Mardi Gras 2012 at InWorldz. (Image courtesy Alexina Proctor.)

One question Maria asked us that was interesting: “When I ask people why they’re in InWorldz, they point to the community, to the people, the support they get from the Founders, the welcoming atmosphere. Do you have a vision here for a unique value proposition — what is it about the InWorldz community that people can get on your grid, but nowhere else?”

I sincerely think the answer is in her own question: “When I ask people why they’re in InWorldz, they point to the community, to the people, the support they get from the Founders, the welcoming atmosphere.” As we stated at our conference, the single biggest thing we realize is the absolute symbiosis of what we do. From the way we work with our partner at CARI.net, to working with our mentors, to our residents, it’s all a “trickle down” effect. Yes, we are known for our community. We have worked hard to build that community, and it goes through changes as do our residents. But without our residents, we have no company. Without our company we have no partnership. Without our partnership we’d not be able to focus so heavily on technology and hardware to drive the grid, and without the grid, we’d have no residents.

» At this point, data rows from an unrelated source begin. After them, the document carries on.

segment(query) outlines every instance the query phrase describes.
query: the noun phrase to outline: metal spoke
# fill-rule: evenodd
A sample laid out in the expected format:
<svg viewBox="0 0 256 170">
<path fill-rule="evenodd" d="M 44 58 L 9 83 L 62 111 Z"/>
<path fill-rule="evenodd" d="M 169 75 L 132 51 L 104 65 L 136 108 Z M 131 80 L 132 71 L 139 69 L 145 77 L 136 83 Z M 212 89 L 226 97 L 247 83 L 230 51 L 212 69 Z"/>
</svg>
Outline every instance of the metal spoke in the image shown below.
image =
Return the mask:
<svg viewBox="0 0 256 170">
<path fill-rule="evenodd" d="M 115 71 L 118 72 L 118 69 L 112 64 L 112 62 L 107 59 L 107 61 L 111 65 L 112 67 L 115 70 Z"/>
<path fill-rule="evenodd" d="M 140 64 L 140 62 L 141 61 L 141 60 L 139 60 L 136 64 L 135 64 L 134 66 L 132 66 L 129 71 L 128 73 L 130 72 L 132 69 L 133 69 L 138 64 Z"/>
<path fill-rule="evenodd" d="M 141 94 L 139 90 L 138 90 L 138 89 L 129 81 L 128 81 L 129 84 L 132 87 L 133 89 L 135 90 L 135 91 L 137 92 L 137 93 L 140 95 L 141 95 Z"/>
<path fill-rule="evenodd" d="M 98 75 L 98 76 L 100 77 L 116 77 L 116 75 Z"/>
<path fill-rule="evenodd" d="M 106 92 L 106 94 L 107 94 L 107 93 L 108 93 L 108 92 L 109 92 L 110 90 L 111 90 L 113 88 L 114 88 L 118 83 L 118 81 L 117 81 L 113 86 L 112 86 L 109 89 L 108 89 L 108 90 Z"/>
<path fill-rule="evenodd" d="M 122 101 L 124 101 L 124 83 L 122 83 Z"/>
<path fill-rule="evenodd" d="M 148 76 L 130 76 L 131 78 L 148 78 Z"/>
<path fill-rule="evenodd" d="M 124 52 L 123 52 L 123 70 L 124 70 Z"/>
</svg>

That in and of itself is our best feature. Our residents want to feel they are part of something bigger than themselves. They want to feel they make a difference, no matter how small it may be. They want to feel they are being heard, and that most of all (unlike other companies we all deal with day to day), they can speak up and help drive a vision of where this technology can go. We do not answer to a blind board of investors because our residents ARE our investors. Therefore, we can afford to listen to them, and go down the path they lay out for us with what they want. To date, this seems to be working. Will it always? Maria stated that a company has to anticipate what their customers want. I’ll state it a bit differently: a company has to listen to what their customers want, and anticipate changes their customers may not see.

So what do people get from InWorldz they don’t get elsewhere? We can sum that up in one word we hear daily: Home. That’s how they feel, that they are home. Does that mean it works for everyone? No. But for the market we’re aiming for at this moment, home means everything. Home means friends, family, community, but most of all, it’s comforting.

Providing that home for them, has presented us with many challenges along the way. Challenges we’ve met and dealt with. Challenges that forced us to abandon the scaling up architecture and scale out. Challenges that other grid owners will face as well. How they choose to deal with those challenges, is completely up to them, however, our doors are always open to talk to or advise within certain constraints.

I do wish to thank Maria for talking with us in private and allowing this to be posted. We sincerely feel she did not mean any harm in her article and had some very valid questions in there. Hopefully, this blog will answer a few of those, and explain our reasoning for proprietary code.